İbrahim Kaşgar
Mezun olduğum okula, üniversiteye hazırlanan öğrenci arkadaşlarla bir söyleşi için davet edildiğimde şöyle bir soruyla karşılaşmıştım: “Üniversitede kültür sanat ortamı nasıl?” Gerçeği söylemek zorundaydım. Aslında ortam falan yok dedim, mesele yine kendinizde düğümleniyor. Kendini geliştirmek istiyorsan meseleyi kendi içinde halledeceksin. Çünkü üniversitede kızların çoğu ‘Avon’ (bu çeşitli kozmetik ürünler satan hede hödö bir marka) kataloglarıyla, erkeklerin çoğu ‘İddia’ kuponlarıyla yatıp kalkar. Çoğu kızın çantasında mutlaka bir ‘Avon’ katalogu, çoğu erkeğin cebinde mutlaka bir kupon ve gazete küpürleri vardır.
Evet, Ben bir dinozorum!
Üzücü bir durum. Fakat bunun böyle olmaması gerektiğini kimseye anlatamazsın. Bunun çabasını verirken ciddi bir efor kaybedersin, moralin bozulur ve ‘Evet, ben bir dinozorum’ deyip kenara çekilirsin.
Aslında bu yazının ilk cümlesi ‘İddia türü bahis ve şans oyunları oynamak haramdır’ olabilirdi ve bu ilk cümleyle yazı biterdi. Ama dikkatlerin çekilmesi gereken nokta, içinde yaşadığımız zaman zarfında türlü meşgalelerle odaklanmamız gereken yere değil de başka şeylere yönelmemiz.
Şimdi moda: İddia oynamak. Spor medyasından takip ettiğimiz ölçüde sürdürülen tartışmalar kulüplerin kendi çıkarları doğrultusunda bu oyuna son vermek. İkinci lig takımlarının gelirlerinin büyük bir bölümü İddia’dan geliyor. Naklen yayın sözleşmeleri, havuzdan pay alamamanın verdiği sıkıntı falan filan.
Muhtaç olduğun kudret İddia kuponlarında değil!
Ortada büyük bir para dönüyor ve herkes bu paradan en çok payı almak için birbiriyle savaşıyor. ‘1 YTL’lik kupon oynadım’ diyerek bu parayı küçümseyen elemanlar, böyle başlayan sürecin ne kadar büyük paralara döndüğünü bilmiyorlar.
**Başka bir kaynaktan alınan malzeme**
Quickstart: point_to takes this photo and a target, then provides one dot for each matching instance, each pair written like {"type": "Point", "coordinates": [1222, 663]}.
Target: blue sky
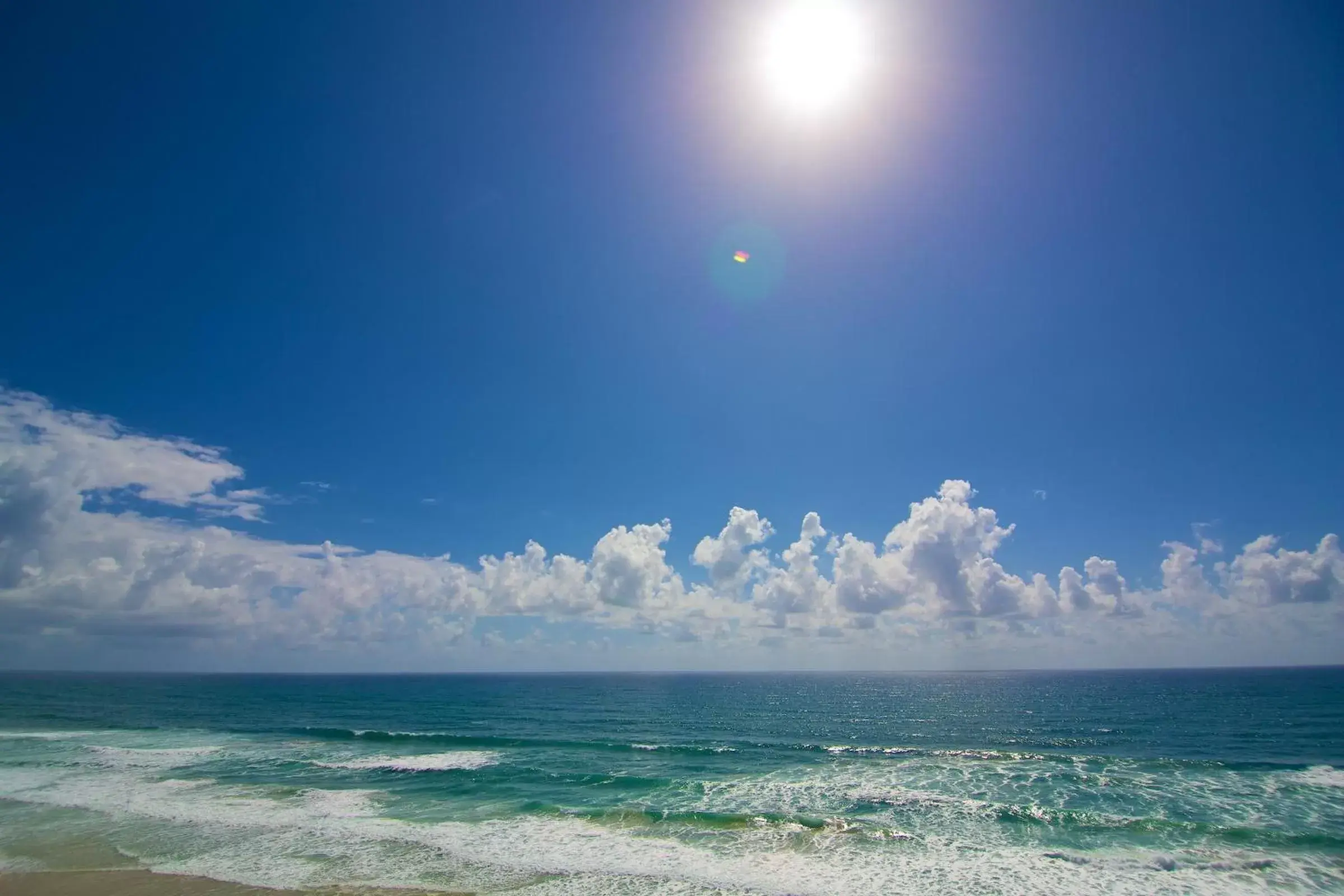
{"type": "Point", "coordinates": [454, 261]}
Ortada bir şeytan tüyü var ve aslında bu işi sırlar dünyası tadında sürdürmenin de alemi yok. Şöyle: İlk defa bu oyunu oynananların çoğu yatırdıklarından daha fazlasını kazanıyorlar. Bu da onları daha çok kazanmaya itiyor. Daha sonra “Ben biliyorum bu işi!” diye oynanan bütün oyunlarda küçük miktar da olsa paralar kaybediliyor. Bu bir kumar. Bunu böyle bilmek gerekiyor.
Örnekleyelim: Memlekete gitmem gerekiyordu. Babam yol paramı gönderdi. Fakat ben parayı yedim. Son on YTL kalmıştı. İddia büfesinin önünden geçiyordum. Maçlara şöyle bir baktım. Paramı bir kupona yatırdım. ‘Tek maçtan yattım abi? Büyük para kazanacaktım yatmasaydım.’ Parası biten eleman babasının kredi kartıyla otobüs biletini alır. Hatta internete girmişken birkaç maç oynayayım belki kaybettiğimi kazanırım umuduna kapılır. Buyurun buradan yakın!
Dedik ya işi sırlar dünyası tadında vermenin alemi yok. Burada bir erozyondan, bir kendini bilmezlikten bahsediyoruz.
Tek maç bilemedin, haftanın salağı sensin!
Bir bilincin aşılanması gerekiyor. Düzeni bozup, onun yalancı çarkına kapılmak, her geçen gün daralan çemberin içine sıkışıp kalmak isteyenler bir adım öne çıksın!
Birilerinin sizin oynamanız için yazdığı rolü benimsemeye başladınız! Sizi bekleyen sürprize sakın şaşırmayın. Cebinizde bir deste: Umutsuz umut!